That's another way to look at it, I guess. I never said x and y are nonzero, so with that I just meant *all* U+D turns, and the first two numbers were those where only one layer got turned. I should've written that in words to make it clearer, sorry.
Sure. But the natural interpretation to me of "most turns have at least one zero" is "there are more turns with at least one zero than with no zeroes", so I was initially very confused when I saw that the sum of the two numbers was less than the third.
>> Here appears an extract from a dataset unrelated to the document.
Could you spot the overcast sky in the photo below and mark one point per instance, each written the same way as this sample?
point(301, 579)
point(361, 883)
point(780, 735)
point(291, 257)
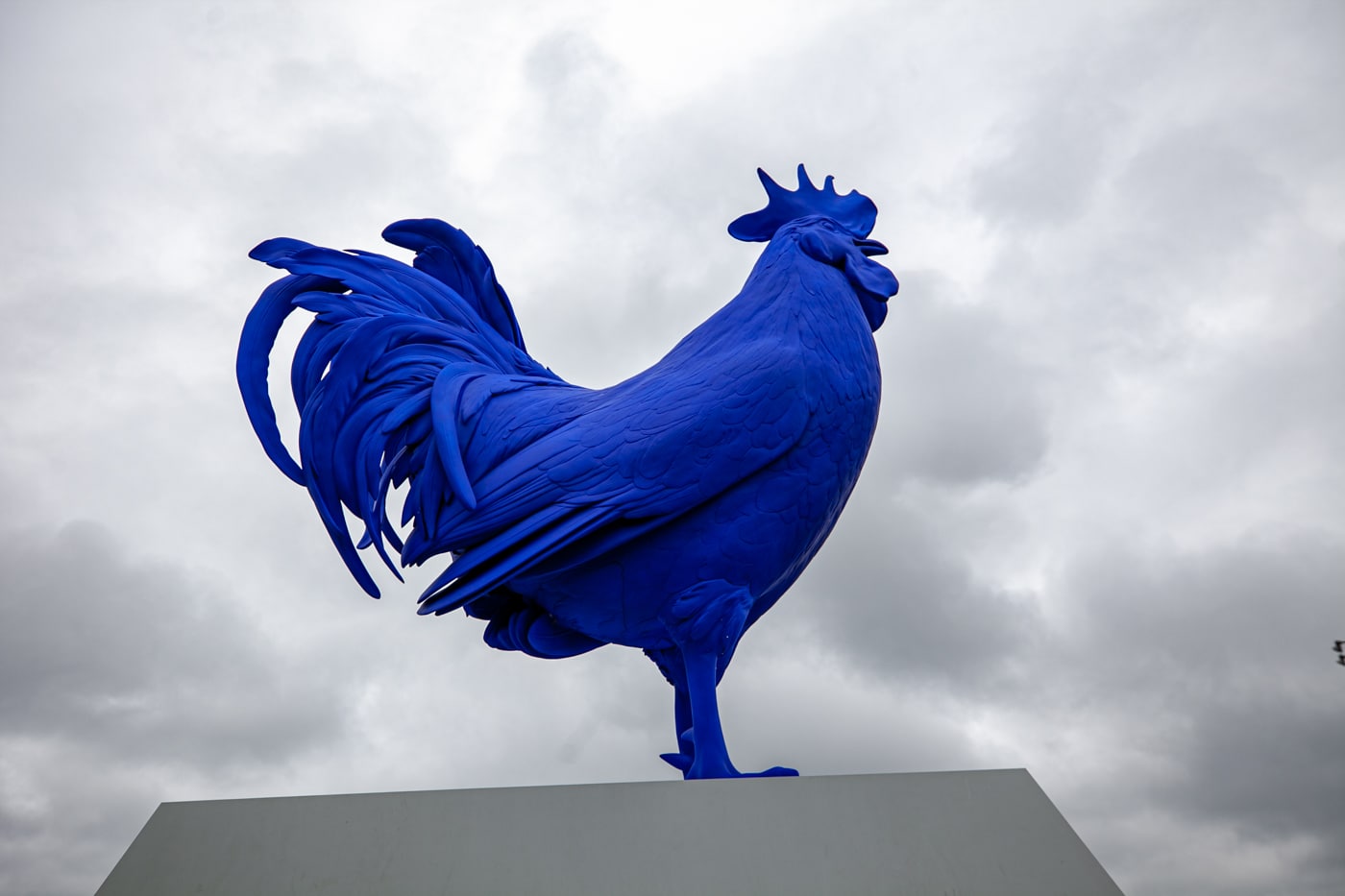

Yeah, some documentation and descriptive variable names would be good. Biases... well, my two definitions (weighing or not weighing the turns) are also biased. And yours might still differ, I'm not quite sure. Question still is whether in the long run, they all end up with the same distribution, and if not, which is "best".
I mean biased as in the code has some weird weightings, which are basically just mystery numbers. I don't remember what the code does now, but I figured it out once, and in the part where it decides what turn to do next I basically said to myself "why would anyone set it up like this?". Oh well. In the long run they might not end up random, but who knows about 40 moves. That's not very much. Run a million scrambles with Jaap's scrambler and my idea (take the code from qqtimer), and yours too if you feel like coding it, and see how closely they match the distribution Lucas gave.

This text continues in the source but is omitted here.